Le Camp Forevermore est un camp de vacances pour des filles de la classe moyenne supérieure, dans la classe d'âge 9-11 ans dont l'objectif est de les dégourdir et de leur faire découvrir une vie en communauté dans la nature. le principe du camp scout pour familles aisées qui se donnent bonne conscience en acceptant quelques boursiers. Immédiatement, des clans se forment autour des petites filles les plus épanouies, alors que d'autres sont plus ou moins exclues.
Au cours d'une exploration en kayak, le groupe de Nita, Andee, Siobhan, Isabel et Dina se retrouve isolé sur une île à la mort de leur animatrice , et les fillettes vont devoir faire tout ce qu'elles peuvent pour survivre et se sauver.
"Avec leurs larges sourires découvrant des dentitions inégales , avec leurs tresses ou leurs queues de cheval austères, c'étaient des filles-pirates, des filles-capitaines de vaisseau spatial, des princesses guerrières : de fabuleuses cohortes d'enfants qui n'existaient que dans les livres de Siobhan. "
Le récit de survie évoque Sa majesté des mouches en version féminine, mais
Kim Fu choisit de présenter cette aventure par fragments qui se glissent entre les récits de vie de ces enfants devenues femmes.
S'étendant sur deux décennies, le roman examine la vie des filles pendant et après les événements du camp . Chaque chapitre est écrit du point de vue d'un personnage différent, et l'auteur utilise celui de Siobhan pour raconter l'aventure cauchemardesque de 1994.
Le premier récit est celui de Nita, celle qui s'est rapidement imposée comme leader, est devenue médecin mais a des difficultés à entrer en relation avec les autres. Par contre, elle fait l'objet d'un amour exclusif et envahissant de son chien Loup et plus tard de son fils aîné.
Avec une certaine distance,
Kim Fu dépeint des bribes de vie de ces filles devenues adultes et leurs difficultés mais sans jamais tomber dans le bavardage psychologique, et surtout sans jamais nommer un quelconque traumatisme.
Elle résiste intelligemment à la sentimentalite et à l'apitoiement sur ses personnages, tout en incitant le lecteur à faire le lien entre la mésaventure enfantine et le parcours de vie de ses héroïnes.
Chaque voix est particulière et chacune des vies a une résonance émotionnelle différente parce qu'on y retrouve des traits de personnalité qui influent sur les choix de vie.
En ménageant habilement le suspense sur ce qui s'est passé au camp, Chin Fu joue avec ses lecteurs en leur livrant les informations au compte goutte. La tension est telle que l'on en vient presque à être déçue lorsque l'on découvre les actes de cruauté des fillettes.
L'attitude de Siobhan, qui devient chercheuse en psychologie de l'enfant et ne peut jamais se résoudre à se confronter à ses sujets en face à face, semble également disproportionnée.
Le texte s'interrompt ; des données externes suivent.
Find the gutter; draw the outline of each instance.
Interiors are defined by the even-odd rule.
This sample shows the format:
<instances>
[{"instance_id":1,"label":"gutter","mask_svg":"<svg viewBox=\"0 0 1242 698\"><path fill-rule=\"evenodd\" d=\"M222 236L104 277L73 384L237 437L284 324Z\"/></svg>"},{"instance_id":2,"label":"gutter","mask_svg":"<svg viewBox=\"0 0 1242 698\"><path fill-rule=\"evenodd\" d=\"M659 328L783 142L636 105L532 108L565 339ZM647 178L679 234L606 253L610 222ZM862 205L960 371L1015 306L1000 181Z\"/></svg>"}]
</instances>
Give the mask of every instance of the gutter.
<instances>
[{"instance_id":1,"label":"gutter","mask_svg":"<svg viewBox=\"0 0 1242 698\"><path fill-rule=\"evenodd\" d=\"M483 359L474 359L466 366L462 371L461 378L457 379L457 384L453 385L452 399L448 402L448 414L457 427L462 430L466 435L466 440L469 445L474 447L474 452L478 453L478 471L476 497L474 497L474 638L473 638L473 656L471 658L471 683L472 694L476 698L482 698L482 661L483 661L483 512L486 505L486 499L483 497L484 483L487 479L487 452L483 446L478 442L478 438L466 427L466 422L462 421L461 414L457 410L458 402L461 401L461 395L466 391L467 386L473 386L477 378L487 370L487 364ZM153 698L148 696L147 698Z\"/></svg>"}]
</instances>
Elle dit qu'elle n'a jamais réussi à prouver de quoi les enfants sont vraiment capables et on ignore si elle évoque leur égoïsme ou leur courage.
Cependant, à mesure que les filles grandissent, malgré tous leurs efforts, chacune reste un peu perdue et seule. On pourrait s' attendre à ce qu'elles finissent par se reconnecter, qu'un événement finisse par les réunir et qu'elles puissent évoluer ensemble mais cela n'arrive jamais.
Peut-être que Fu suggère ainsi que ces filles restent perdues, perdues à jamais, comme l'indique le titre sans ambiguïté.
Certains lecteurs seront probablement déstabilisés parce que l'auteure ne suit pas un fil qui relierait le présent et le passé mais qu'elle laisse le fil se nouer de lui-même, et le champ libre à l'interprétation. J'ai été personnellement happée par cette liberté.